Read this. It's only after months of sustained play that you'll get a sense of the real odds of finding good and bad races. When I used to play a few years ago, I'd sometimes go a week or two finding nothing but good or bad races. And league racing was definitely better than demo or public licensed racing.
Pure crap. This is the kind of childish dribble that's no help to the LFS "community", the kind of **** attitude that the OP (erroneously) characterizes all licensed players as. If you can't stand it, either do something useful about it (not throw fuel on the fire) or stop complaining.
Thought it'd go here rather than off topic general forum, because it's the same thing LFS cars do and specifically it looks like what the FZ5 could've been.
From my outsider perspective, with experience (>10 years) in another sim community where realism is at least as essential to gameplay, and where there's arguably much more importance to community bonds, it's safe to say that racers are by nature cocky and that the critical point in avoiding "rot" is tempering that cockiness. Keeping competition healthy. Unfortunately, driving and racing cars is easy enough, and LFS is so well designed from an accessibility standpoint, and racing itself is so popular, that you have a much larger proportion of young users who are inarguably more immature on average. So that they don't yet grok that notion of healthy cockiness. Instead of airhead cockiness for its own sake.
That's the root of it. Not LFS' development scheme or whether you get banned or not for (intentionally or not) acting like a prick. The inability to entertain and accept the idea that even if this is a sim, it's a game beforehand - you're playing with other people - is what precedes all these "rot" issues. You can't play LFS (race, other than hotlapping) without those other people; you can't poop where you eat.
Can't find it, but I'm fairly sure someone posted showing the trend. Maybe it was in one of the threads discussing license numbers.. And someone went and checked LFSW more thoroughly for the data.
This is all I found, don't have time to look further http://www.lfsforum.net/showthread.php?p=925895#post925895
If you go to LFSW and open 'Racers and hosts online', select History and select '600 weeks' at the far right, you see hosts numbers flattening recently, but racers still on a shallow but clear upward trend.
edit 2- Never mind, you already saw that data. I only have to say that another very experienced game developer said that games like LFS can be relied on to have a population continually in flux. New users replacing old ones. Only a small proportion of players do stick around for very long. There's no way to tell from just those LFSW graphs whether that's the case. I reckon it's not likely to be a totally static population.
Anyway, considering how much complaining there is, and how truly little updating the game has had, it's not so bad.

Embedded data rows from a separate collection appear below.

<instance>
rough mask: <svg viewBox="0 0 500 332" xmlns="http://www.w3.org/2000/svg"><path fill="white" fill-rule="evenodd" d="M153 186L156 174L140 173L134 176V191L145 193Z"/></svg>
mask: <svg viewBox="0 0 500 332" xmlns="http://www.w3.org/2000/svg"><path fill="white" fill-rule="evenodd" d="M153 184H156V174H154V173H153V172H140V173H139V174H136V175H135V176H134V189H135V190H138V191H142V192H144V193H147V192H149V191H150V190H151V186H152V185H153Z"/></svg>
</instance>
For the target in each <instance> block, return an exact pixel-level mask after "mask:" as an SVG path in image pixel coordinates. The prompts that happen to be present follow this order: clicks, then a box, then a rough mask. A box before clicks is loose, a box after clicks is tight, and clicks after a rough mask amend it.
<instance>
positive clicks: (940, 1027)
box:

Once a major update does show up, things should pick up pretty good.
You provide no counter argument to the accurate note that output's been lethargic regardless what the development speed is behind the scenes, and, for all you know, that "demo" forum user is using separate forum and game accounts. Self righteous pontificating rants like yours are what's wrong with LFS. It's a great game but too much of the "community" is made of cocky, whiny, immature kids.
By Macfox' metric you can't judge a placeholder element, only a finished one - one that received Scawen's "perfectionist" attention. Modular "WIP". Those half baked placeholders are half baked because they're placeholders; it's intentional and temporary.
Forget altering the cars we have. A new RWD street model roadster with a V8, along with a GTR variant is the way to do it. The extra lightweight XRR with its peaky i4T and skinny tires is worth keeping.
Next is needed an MR model for the GTR class. Either a race version of the RAC, or a new pair of road/GTR models. E.G. an exotic V8/10/12 for variety.